In comparison, How I Got That Story is a far more conventional play. Yet it also makes do with two actors, and certainly no scenery worth mentioning. One actor (Randy McPherson) plays a reporter fresh from Dubuque covering the war in Ambo Land (a pseudonym for Vietnam). The second actor (Peter Rybolt) plays “The Historical Event,” which consists of 21 roles ranging from a foulmouthed American field lieutenant to an Ambonese nun. But the most striking similarity to Aqui No Se Rinde is the way How I Got That Story introduces the audience to scenes of war and madness through the eyes of an outsider, the reporter. And, fresh from my experience with the Theatre de Banlieue, I was relieved to get these reports not only in English, but from an ingenuous Iowan’s viewpoint.

The line that keeps coming back to me, offering eerie commentary on both plays in this Clark Street double feature, is “We are a spectacle to you.
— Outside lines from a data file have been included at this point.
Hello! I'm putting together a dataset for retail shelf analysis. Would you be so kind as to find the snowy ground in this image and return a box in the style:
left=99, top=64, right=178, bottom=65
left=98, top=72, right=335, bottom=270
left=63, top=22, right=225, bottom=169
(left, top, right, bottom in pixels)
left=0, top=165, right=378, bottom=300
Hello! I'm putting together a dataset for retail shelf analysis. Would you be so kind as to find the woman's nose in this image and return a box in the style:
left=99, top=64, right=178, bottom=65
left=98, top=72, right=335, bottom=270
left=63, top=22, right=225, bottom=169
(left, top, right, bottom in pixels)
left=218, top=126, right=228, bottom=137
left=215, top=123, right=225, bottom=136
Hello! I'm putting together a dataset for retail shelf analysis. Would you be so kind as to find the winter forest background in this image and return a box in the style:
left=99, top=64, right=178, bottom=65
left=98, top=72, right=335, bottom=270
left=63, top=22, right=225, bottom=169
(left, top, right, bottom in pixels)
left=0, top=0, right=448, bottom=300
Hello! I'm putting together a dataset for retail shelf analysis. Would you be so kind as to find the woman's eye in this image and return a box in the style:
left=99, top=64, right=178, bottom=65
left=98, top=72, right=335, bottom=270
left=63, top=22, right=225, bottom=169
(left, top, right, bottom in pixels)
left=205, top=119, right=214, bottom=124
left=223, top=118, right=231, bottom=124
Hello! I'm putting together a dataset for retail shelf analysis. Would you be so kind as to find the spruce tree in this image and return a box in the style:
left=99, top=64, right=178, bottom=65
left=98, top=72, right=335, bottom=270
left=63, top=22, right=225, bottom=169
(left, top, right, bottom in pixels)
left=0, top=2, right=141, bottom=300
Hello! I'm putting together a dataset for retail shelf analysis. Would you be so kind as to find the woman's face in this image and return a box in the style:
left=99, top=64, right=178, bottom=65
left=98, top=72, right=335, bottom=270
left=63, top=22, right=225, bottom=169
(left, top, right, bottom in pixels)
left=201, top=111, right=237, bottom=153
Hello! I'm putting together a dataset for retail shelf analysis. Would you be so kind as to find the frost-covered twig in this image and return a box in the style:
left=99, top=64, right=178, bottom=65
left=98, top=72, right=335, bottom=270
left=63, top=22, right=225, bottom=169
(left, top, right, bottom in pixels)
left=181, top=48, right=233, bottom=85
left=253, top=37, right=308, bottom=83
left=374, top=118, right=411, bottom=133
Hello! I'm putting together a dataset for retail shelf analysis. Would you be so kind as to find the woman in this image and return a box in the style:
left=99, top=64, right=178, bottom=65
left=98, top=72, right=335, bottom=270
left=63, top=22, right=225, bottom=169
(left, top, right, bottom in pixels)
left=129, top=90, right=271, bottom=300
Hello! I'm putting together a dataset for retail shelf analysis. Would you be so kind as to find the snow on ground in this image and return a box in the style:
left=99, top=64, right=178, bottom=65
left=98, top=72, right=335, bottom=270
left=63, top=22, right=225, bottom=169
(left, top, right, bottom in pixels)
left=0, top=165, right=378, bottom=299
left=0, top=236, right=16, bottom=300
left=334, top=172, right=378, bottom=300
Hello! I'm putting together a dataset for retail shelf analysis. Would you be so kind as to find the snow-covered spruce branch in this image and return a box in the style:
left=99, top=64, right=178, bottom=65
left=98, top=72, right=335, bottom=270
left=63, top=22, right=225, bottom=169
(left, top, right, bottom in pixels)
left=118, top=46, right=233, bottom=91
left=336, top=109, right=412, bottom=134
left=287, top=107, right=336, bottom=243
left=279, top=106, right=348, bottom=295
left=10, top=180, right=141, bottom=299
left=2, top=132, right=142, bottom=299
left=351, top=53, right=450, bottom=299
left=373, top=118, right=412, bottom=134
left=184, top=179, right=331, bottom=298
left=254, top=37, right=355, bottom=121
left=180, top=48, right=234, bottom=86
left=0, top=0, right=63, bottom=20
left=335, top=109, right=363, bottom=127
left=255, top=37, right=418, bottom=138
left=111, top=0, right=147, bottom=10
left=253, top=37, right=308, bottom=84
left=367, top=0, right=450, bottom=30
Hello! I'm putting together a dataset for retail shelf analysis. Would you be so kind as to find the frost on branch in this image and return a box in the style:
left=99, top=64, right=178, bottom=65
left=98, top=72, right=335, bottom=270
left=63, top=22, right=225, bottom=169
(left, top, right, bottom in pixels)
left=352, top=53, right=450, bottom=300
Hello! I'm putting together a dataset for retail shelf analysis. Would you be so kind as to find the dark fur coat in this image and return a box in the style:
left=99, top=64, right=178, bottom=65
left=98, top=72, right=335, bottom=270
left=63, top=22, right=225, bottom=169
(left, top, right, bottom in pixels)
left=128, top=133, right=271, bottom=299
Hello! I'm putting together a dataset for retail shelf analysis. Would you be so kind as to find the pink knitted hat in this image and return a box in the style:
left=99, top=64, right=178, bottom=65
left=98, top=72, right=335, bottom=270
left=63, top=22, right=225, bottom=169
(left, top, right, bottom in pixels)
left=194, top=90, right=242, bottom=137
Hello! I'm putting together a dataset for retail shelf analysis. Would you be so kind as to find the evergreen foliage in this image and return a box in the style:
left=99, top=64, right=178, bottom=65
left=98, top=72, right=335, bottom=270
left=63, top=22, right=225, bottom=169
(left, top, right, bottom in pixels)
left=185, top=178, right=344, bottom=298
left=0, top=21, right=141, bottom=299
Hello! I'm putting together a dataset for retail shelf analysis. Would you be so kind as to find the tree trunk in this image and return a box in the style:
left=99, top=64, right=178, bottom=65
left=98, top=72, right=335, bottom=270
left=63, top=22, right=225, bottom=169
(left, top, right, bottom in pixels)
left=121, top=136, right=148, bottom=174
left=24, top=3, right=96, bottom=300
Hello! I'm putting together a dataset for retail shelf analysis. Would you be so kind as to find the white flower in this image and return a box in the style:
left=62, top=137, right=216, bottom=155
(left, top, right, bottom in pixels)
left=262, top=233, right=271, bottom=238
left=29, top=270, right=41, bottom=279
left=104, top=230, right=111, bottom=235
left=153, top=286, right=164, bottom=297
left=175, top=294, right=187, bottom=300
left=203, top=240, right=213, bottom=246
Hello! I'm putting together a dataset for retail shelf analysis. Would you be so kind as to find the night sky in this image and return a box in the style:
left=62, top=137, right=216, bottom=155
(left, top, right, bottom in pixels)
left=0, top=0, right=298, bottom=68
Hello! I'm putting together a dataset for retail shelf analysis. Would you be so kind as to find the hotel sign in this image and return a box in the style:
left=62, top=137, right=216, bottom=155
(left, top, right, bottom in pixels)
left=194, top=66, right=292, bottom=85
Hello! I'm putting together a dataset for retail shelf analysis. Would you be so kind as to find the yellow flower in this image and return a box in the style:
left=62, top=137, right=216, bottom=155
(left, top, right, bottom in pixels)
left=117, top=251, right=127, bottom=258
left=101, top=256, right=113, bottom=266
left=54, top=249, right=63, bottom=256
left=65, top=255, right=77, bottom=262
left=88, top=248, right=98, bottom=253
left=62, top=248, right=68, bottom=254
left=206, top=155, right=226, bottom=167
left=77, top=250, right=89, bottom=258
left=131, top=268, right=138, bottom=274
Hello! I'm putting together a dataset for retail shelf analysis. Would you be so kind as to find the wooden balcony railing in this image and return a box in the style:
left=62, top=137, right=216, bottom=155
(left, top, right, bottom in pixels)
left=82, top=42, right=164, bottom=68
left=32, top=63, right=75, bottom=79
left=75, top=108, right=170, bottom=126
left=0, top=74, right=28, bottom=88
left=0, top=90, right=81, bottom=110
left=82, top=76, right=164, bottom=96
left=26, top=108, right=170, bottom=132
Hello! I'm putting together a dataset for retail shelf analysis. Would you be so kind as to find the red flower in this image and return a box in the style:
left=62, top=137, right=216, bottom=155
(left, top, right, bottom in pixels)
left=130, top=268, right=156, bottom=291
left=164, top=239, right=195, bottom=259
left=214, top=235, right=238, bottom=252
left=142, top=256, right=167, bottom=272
Your standpoint is aesthetic.” Whether we see it in the theater, on the evening news, in a topical movie, or between the covers of Time magazine, for most of us, this is our only understanding of war. But this understanding is still not serious enough. To close, I’ll risk another quote, this time from Andre Malraux’ Man’s Fate: “The theater is not serious; the bullfight is serious.”